# java.sql.SQLException: Unable to open file



## JavaMensch (6. Oktober 2007)

Hallo,

ich habe ein für mich nicht lösbares Problem immer noch bzw wieder einmal und zwar wie folgt: 

wenn ich diese sql Anweisung in einer methode für java benutze klappt alles: 

 Code: 

String updateString = "LOAD DATA LOCAL INFILE 'test.txt' INTO TABLE tab02 FIELDS TERMINATED BY ';' ENCLOSED BY '\"'  ESCAPED BY '\\\\' LINES TERMINATED BY '\\r\\n' IGNORE 1 LINES; ";


klappt alles wunderbar er nimmt den inhalt und kopiert ihn in die DB. 


wenn ich aber die .txt-Datei über eine getFileDialog()-Methode öffne klappt das nicht. 

hier mein Quellcode: 

 Code: 

private String getFileDialog() 
      { 
          FileDialog fd = new FileDialog (new Frame(), "Datei oeffnen"); 
          fd.setFile("*.txt"); 
          fd.setVisible(true); 
          fd.addWindowFocusListener(windowClosing()); 
          dir = fd.getDirectory()+fd.getFile(); 
          System.out.println(dir); 
          return dir;    
      }

damit wähle ich die datei aus, die ich für folgende Methode benutzen möchte: 

Code: 

private void openDatasetSet () 
    { 
          getFileDialog(); 

      { 
        try 
        { 
             System.out.println("===>   INIT Statement"); 
             Statement statement = conn.createStatement();    

             System.out.println("===>   Finished Statement");              
             String updateString = "LOAD DATA LOCAL INFILE "+dir+" INTO TABLE tab02 FIELDS TERMINATED BY ';' ENCLOSED BY '\"'  ESCAPED BY '\\\\' LINES TERMINATED BY '\\r\\n' IGNORE 1 LINES; "; 
             statement.executeUpdate (updateString); 
             System.out.println("===>   Finished Statement NACH DER SQL ANWEISUNG"); 
             System.out.println(updateString);    

        } 
        catch (SQLException e) 
        { 
            System.out.println(e); 
        } 
      } 

    }





er kann die datei einfach nicht finden bzw öffnen. 

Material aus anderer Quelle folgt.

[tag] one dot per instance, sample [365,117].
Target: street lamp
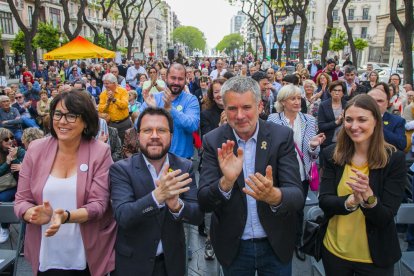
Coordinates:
[151,40]
[107,31]
[255,54]
[289,27]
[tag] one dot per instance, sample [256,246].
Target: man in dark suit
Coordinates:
[250,181]
[152,194]
[394,125]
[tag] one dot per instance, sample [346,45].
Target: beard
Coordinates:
[175,89]
[156,155]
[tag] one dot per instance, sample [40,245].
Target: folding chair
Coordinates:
[313,213]
[405,215]
[10,256]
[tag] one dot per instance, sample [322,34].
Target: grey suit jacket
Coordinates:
[274,147]
[141,224]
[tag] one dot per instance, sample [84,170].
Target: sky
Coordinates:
[212,17]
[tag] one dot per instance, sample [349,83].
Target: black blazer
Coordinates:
[141,224]
[326,120]
[274,147]
[388,186]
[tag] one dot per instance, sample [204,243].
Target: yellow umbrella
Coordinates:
[79,48]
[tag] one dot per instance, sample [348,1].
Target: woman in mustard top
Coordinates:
[360,193]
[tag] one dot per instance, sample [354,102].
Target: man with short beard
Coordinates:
[184,109]
[152,194]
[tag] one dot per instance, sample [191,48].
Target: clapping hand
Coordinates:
[317,140]
[360,186]
[167,98]
[41,214]
[230,164]
[262,187]
[56,221]
[170,185]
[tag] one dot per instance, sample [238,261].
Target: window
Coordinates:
[30,15]
[335,15]
[365,13]
[351,14]
[364,32]
[6,22]
[55,17]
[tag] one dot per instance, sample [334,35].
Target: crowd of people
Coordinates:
[108,179]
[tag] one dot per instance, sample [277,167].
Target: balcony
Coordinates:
[359,18]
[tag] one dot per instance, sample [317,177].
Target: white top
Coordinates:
[65,249]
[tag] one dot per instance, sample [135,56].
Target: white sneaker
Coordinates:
[4,235]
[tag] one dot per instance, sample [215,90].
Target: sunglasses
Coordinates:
[8,139]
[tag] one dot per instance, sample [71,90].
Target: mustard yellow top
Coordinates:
[346,236]
[117,111]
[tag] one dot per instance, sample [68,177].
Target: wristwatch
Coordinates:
[370,200]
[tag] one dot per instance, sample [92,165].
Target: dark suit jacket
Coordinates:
[141,224]
[274,147]
[388,186]
[326,120]
[394,130]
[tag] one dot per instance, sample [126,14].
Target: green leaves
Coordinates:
[47,37]
[190,36]
[17,43]
[360,44]
[230,43]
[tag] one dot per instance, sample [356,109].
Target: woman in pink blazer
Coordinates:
[63,194]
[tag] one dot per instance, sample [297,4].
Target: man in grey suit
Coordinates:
[250,181]
[153,193]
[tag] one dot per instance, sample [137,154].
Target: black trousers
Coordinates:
[335,266]
[62,272]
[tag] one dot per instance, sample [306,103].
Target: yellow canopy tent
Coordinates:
[79,48]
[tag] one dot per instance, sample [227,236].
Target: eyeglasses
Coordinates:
[159,131]
[69,117]
[8,139]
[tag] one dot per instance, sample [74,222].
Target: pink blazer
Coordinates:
[99,232]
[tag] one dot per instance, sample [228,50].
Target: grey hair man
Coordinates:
[250,181]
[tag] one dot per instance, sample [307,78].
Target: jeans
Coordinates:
[257,256]
[7,196]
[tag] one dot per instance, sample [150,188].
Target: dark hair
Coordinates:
[210,97]
[291,78]
[397,75]
[386,89]
[379,149]
[78,102]
[177,66]
[228,75]
[336,83]
[156,111]
[259,75]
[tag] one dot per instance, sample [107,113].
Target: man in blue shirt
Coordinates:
[183,107]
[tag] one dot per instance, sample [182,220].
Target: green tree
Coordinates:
[230,42]
[190,36]
[17,44]
[47,37]
[339,40]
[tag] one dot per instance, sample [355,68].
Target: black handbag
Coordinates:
[313,236]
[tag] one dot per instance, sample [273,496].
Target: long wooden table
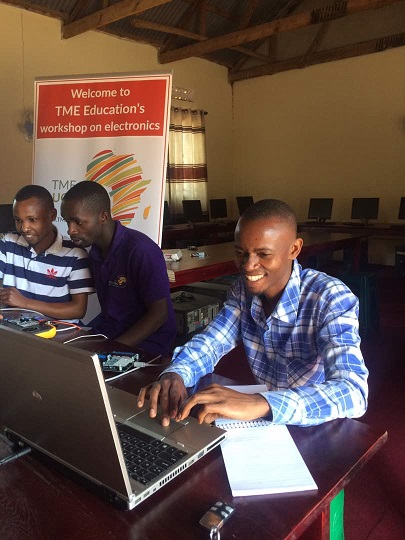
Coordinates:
[219,259]
[39,501]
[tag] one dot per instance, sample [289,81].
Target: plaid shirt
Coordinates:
[307,351]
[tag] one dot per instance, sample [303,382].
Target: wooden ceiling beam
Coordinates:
[148,25]
[330,55]
[36,8]
[285,11]
[110,14]
[294,22]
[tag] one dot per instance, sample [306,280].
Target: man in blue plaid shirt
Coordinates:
[299,329]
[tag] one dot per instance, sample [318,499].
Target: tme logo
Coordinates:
[37,396]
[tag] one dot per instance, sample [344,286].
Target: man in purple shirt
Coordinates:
[129,272]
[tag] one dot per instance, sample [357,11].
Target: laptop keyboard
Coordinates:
[146,458]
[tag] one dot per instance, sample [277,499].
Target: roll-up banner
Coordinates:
[110,129]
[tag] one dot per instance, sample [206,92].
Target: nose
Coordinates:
[24,226]
[249,261]
[71,229]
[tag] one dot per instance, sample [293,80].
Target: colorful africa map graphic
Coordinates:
[121,175]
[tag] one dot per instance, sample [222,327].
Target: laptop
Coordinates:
[56,401]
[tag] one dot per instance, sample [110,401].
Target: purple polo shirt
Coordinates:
[133,275]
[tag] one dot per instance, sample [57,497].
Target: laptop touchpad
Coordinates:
[143,421]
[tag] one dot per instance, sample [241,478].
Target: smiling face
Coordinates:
[264,251]
[34,221]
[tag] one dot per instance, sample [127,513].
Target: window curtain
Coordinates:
[187,167]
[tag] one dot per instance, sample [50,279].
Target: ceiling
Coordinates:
[251,38]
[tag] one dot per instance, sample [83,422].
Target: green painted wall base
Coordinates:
[336,517]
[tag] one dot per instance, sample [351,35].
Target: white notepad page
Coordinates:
[262,458]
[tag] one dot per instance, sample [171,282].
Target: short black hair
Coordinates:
[93,195]
[33,191]
[270,208]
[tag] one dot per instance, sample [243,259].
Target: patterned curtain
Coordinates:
[187,167]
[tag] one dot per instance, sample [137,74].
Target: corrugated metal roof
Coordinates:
[216,18]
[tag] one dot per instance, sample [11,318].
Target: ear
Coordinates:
[295,248]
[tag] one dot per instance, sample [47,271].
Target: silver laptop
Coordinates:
[56,401]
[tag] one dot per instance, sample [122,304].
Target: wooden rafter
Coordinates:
[148,25]
[112,13]
[248,14]
[36,8]
[77,10]
[319,57]
[294,22]
[283,12]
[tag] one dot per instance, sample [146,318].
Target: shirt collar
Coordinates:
[117,239]
[287,307]
[53,249]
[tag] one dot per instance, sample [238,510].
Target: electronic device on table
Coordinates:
[56,402]
[31,325]
[118,362]
[365,208]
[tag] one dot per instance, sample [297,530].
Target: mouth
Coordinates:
[254,278]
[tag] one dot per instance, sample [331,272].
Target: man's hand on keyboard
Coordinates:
[169,392]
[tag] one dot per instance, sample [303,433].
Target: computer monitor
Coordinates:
[320,209]
[192,210]
[401,213]
[218,208]
[244,203]
[7,222]
[365,208]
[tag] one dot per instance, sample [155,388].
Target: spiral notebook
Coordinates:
[262,458]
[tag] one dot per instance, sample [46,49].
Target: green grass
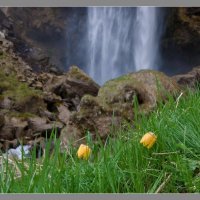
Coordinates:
[122,164]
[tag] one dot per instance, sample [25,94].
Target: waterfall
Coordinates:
[121,40]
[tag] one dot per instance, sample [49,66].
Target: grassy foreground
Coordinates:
[122,164]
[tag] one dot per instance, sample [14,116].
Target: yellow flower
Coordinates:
[148,140]
[84,152]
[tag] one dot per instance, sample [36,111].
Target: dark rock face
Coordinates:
[32,105]
[40,35]
[180,47]
[191,79]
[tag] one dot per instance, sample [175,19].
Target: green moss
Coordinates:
[21,115]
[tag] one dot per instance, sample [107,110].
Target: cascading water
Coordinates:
[121,40]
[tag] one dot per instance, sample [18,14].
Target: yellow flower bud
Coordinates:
[148,140]
[83,152]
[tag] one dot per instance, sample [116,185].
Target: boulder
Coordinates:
[116,100]
[71,86]
[190,79]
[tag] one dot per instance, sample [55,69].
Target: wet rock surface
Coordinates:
[33,104]
[36,97]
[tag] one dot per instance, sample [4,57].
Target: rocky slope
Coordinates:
[35,97]
[180,47]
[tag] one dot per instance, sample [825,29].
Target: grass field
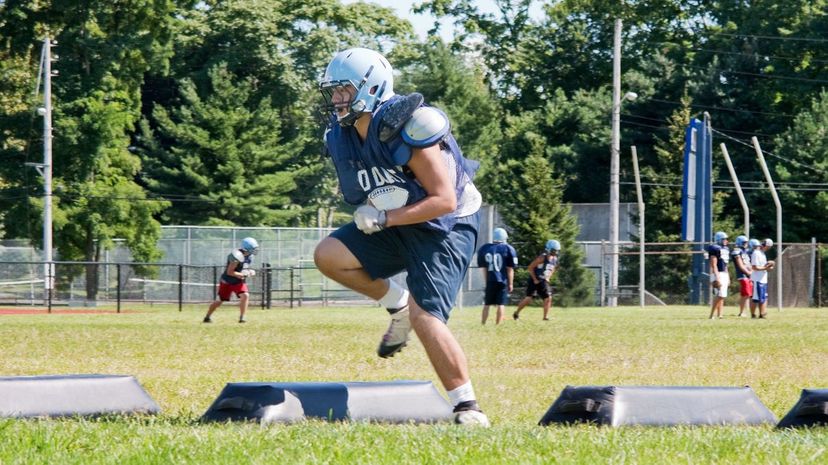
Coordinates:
[518,369]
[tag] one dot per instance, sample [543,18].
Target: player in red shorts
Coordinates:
[740,256]
[232,280]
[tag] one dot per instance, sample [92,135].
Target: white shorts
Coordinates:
[724,281]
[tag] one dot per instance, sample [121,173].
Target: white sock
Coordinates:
[462,393]
[396,297]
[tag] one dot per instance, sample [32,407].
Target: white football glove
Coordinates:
[369,220]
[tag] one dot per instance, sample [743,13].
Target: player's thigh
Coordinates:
[333,254]
[437,264]
[379,254]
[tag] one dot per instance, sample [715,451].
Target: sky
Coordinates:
[422,23]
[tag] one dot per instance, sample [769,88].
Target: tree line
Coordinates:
[204,112]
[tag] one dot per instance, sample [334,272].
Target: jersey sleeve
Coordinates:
[511,260]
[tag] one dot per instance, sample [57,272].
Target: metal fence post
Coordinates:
[118,285]
[268,284]
[180,287]
[291,287]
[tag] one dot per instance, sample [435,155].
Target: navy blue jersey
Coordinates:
[544,271]
[243,262]
[739,253]
[496,257]
[721,253]
[378,169]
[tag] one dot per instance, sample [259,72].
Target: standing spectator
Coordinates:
[234,276]
[761,265]
[718,255]
[740,256]
[498,261]
[540,272]
[397,159]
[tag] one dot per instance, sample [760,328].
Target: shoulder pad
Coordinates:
[397,115]
[426,127]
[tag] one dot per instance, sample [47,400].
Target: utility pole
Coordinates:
[615,155]
[45,168]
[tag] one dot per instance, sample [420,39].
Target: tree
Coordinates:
[229,161]
[456,87]
[279,50]
[105,50]
[805,146]
[529,199]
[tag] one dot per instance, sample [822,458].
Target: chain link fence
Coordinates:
[669,278]
[195,257]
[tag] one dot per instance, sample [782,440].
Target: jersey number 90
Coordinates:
[495,262]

Ich erhalte folgende fehlermeldung: 

init: 
deps-jar: 
compile-single: 
run-single: 
* Treiber laden 
* Treiber laden 
* Verbindung aufbauen 
* Verbindung wurde aufgebaut 
===>   INIT Statement openfileButton Verbindung geoeffnet 
C:\Dokumente und Einstellungen\PC\Desktop\TableSwitch\TableSwitch\test.TXT 
===>   INIT Statement 
===>   Finished Statement 
com.mysql.jdbc.exceptions.MySQLSyntaxErrorException: You have an error in your SQL syntax; check the manual that corresponds to your MySQL server version for the right syntax to use near 'C:\Dokumente und Einstellungen\PC\Desktop\TableSwitch\TableSwitch\test.TXT INTO ' at line 1 
===>   INIT Statement iAnzeigen Methode openfile


Ich hoffe das ihr mir helfen könnt. Ich bin schon am verzweifeln.

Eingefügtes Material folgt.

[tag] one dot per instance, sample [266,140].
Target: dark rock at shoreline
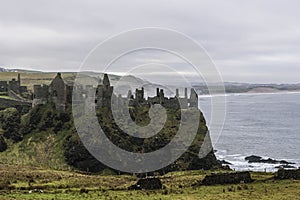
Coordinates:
[151,183]
[285,167]
[227,178]
[258,159]
[288,174]
[224,162]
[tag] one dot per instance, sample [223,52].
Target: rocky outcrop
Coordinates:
[150,183]
[227,178]
[258,159]
[3,145]
[288,174]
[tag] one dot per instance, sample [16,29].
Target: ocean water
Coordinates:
[266,125]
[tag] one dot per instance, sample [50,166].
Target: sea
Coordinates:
[261,124]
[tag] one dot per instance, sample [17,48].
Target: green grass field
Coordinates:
[21,182]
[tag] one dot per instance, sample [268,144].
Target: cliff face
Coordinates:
[77,156]
[50,140]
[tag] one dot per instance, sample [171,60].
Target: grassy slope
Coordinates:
[37,150]
[71,185]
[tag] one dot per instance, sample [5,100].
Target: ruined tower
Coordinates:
[57,92]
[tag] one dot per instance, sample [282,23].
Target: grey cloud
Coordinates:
[246,39]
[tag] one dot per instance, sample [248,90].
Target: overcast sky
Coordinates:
[249,41]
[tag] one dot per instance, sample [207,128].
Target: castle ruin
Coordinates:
[60,93]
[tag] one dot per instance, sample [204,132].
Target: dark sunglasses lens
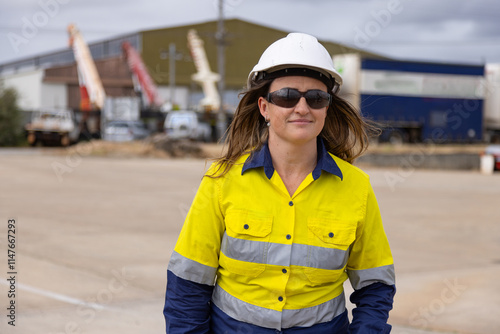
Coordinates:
[317,99]
[286,98]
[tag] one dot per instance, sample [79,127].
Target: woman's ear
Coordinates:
[263,107]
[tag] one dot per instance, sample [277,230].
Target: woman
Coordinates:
[283,218]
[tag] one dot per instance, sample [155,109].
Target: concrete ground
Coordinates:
[94,236]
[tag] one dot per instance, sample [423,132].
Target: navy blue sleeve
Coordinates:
[187,306]
[373,304]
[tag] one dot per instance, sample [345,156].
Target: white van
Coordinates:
[185,124]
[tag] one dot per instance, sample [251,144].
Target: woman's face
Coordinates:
[299,124]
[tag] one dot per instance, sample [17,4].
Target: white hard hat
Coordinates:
[296,51]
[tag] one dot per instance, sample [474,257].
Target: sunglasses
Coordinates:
[289,97]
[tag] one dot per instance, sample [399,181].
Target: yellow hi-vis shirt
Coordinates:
[280,261]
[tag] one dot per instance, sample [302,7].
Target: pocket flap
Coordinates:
[332,231]
[249,223]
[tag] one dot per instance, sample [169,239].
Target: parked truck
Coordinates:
[418,102]
[52,127]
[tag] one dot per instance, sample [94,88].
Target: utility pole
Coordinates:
[171,69]
[220,37]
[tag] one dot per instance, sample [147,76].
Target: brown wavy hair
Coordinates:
[345,133]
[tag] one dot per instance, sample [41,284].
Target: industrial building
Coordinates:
[51,80]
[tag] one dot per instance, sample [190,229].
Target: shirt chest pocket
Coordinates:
[328,248]
[245,243]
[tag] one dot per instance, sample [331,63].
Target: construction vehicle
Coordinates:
[204,75]
[52,127]
[92,94]
[417,101]
[200,124]
[143,83]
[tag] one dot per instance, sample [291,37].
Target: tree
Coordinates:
[11,118]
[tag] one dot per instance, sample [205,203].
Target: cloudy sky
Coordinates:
[459,31]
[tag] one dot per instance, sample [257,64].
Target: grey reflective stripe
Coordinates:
[284,255]
[260,316]
[191,270]
[361,278]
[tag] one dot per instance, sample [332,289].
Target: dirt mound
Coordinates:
[158,146]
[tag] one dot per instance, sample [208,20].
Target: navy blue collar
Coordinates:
[262,158]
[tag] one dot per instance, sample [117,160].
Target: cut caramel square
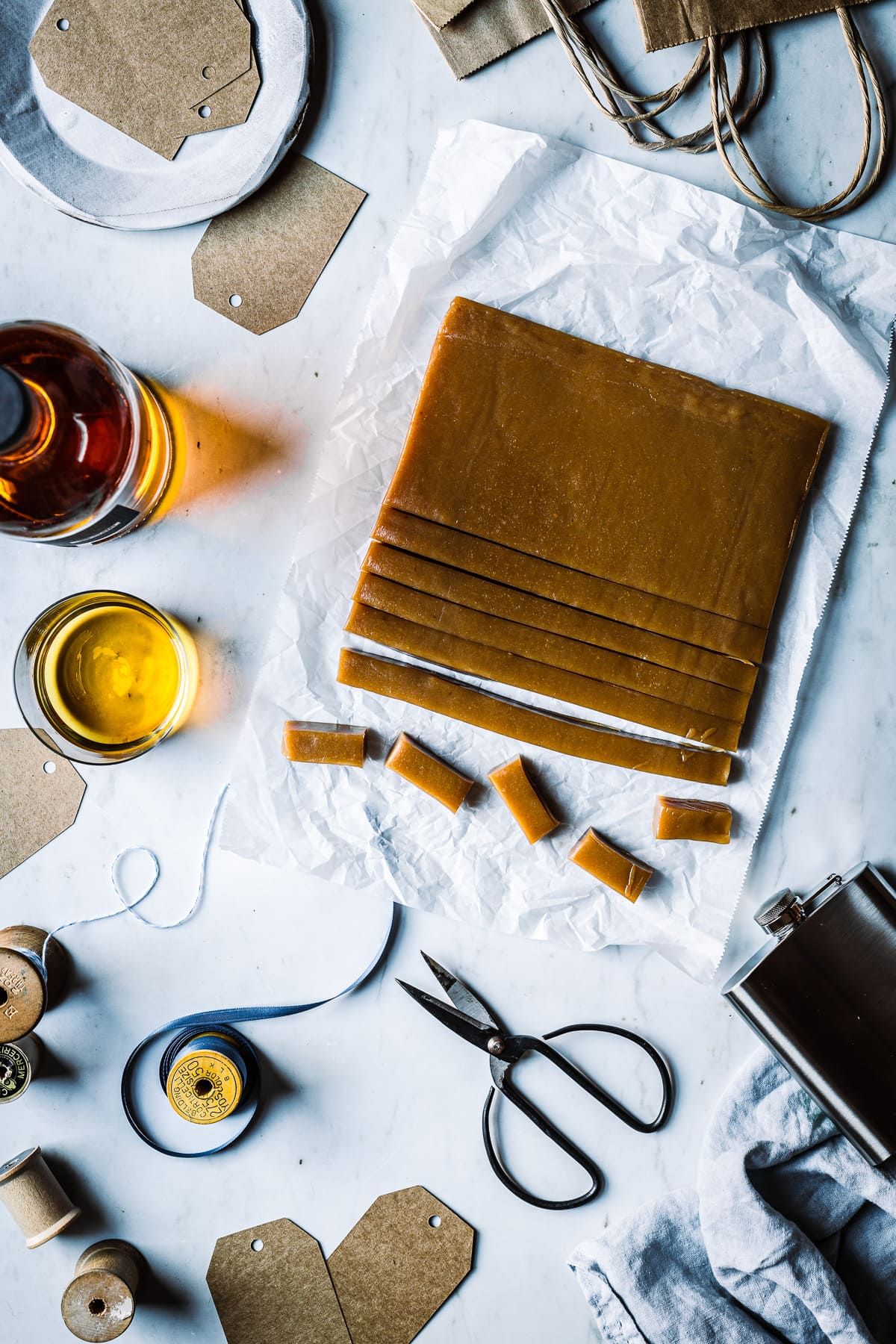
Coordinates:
[428,772]
[613,867]
[323,744]
[516,791]
[692,819]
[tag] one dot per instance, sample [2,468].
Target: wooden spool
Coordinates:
[19,1061]
[100,1301]
[25,992]
[35,1198]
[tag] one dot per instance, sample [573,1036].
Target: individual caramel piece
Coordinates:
[691,819]
[422,768]
[323,744]
[613,867]
[568,737]
[632,472]
[554,650]
[514,788]
[485,594]
[449,651]
[561,584]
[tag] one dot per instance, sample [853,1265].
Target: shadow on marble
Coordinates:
[230,445]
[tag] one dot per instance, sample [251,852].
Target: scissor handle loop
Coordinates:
[520,1046]
[554,1135]
[644,1127]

ich bedanke mich schon im vorraus für jeden vorschlag.


----------



## JavaMensch (6. Oktober 2007)

ach und wenn ich in dem SQL-Befehl 
 Code: 


  '"+dir+"'

schreibe anstatt 

Code: 

"+dir+"



erhalte ich folgende fehlermeldung: 

 Code: 

init: 
deps-jar: 
compile-single: 
run-single: 
* Treiber laden 
* Treiber laden 
* Verbindung aufbauen 
* Verbindung wurde aufgebaut 
===>   INIT Statement openfileButton Verbindung geoeffnet 
C:\Dokumente und Einstellungen\PC\Desktop\TableSwitch\TableSwitch\test.TXT 
===>   INIT Statement 
===>   Finished Statement 
java.sql.SQLException: Unable to open file 'Cokumente und EinstellungenPCDesktopTableSwitchTableSwitch   est.TXT'for 'LOAD DATA LOCAL INFILE' command.Due to underlying IOException: 

** BEGIN NESTED EXCEPTION ** 

java.io.FileNotFoundException 
MESSAGE: Cokumente und EinstellungenPCDesktopTableSwitchTableSwitch   est.TXT (Die Syntax für den Dateinamen, Verzeichnisnamen oder die Datenträgerbezeichnung ist falsch) 

STACKTRACE: 

java.io.FileNotFoundException: Cokumente und EinstellungenPCDesktopTableSwitchTableSwitch   est.TXT (Die Syntax für den Dateinamen, Verzeichnisnamen oder die Datenträgerbezeichnung ist falsch) 
        at java.io.FileInputStream.open(Native Method) 
        at java.io.FileInputStream.<init>(FileInputStream.java:106) 
        at java.io.FileInputStream.<init>(FileInputStream.java:66) 
        at com.mysql.jdbc.MysqlIO.sendFileToServer(MysqlIO.java:2820) 
        at com.mysql.jdbc.MysqlIO.readResultsForQueryOrUpdate(MysqlIO.java:2074) 
        at com.mysql.jdbc.MysqlIO.readAllResults(MysqlIO.java:1451) 
        at com.mysql.jdbc.MysqlIO.sqlQueryDirect(MysqlIO.java:1787) 
        at com.mysql.jdbc.Connection.execSQL(Connection.java:3250) 
        at com.mysql.jdbc.Statement.executeUpdate(Statement.java:1355) 
        at com.mysql.jdbc.Statement.executeUpdate(Statement.java:1270) 
        at ShowDB.openDatasetSet(ShowDB.java:312) 
        at ShowDB.actionPerformed(ShowDB.java:372) 
        at java.awt.Button.processActionEvent(Button.java:392) 
        at java.awt.Button.processEvent(Button.java:360) 
        at java.awt.Component.dispatchEventImpl(Component.java:4410) 
        at java.awt.Component.dispatchEvent(Component.java:4240) 
        at java.awt.EventQueue.dispatchEvent(EventQueue.java:599) 
        at java.awt.EventDispatchThread.pumpOneEventForFilters(EventDispatchThread.java:273) 
        at java.awt.EventDispatchThread.pumpEventsForFilter(EventDispatchThread.java:183) 
        at java.awt.EventDispatchThread.pumpEventsForHierarchy(EventDispatchThread.java:173) 
        at java.awt.EventDispatchThread.pumpEvents(EventDispatchThread.java:168) 
        at java.awt.EventDispatchThread.pumpEvents(EventDispatchThread.java:160) 
        at java.awt.EventDispatchThread.run(EventDispatchThread.java:121) 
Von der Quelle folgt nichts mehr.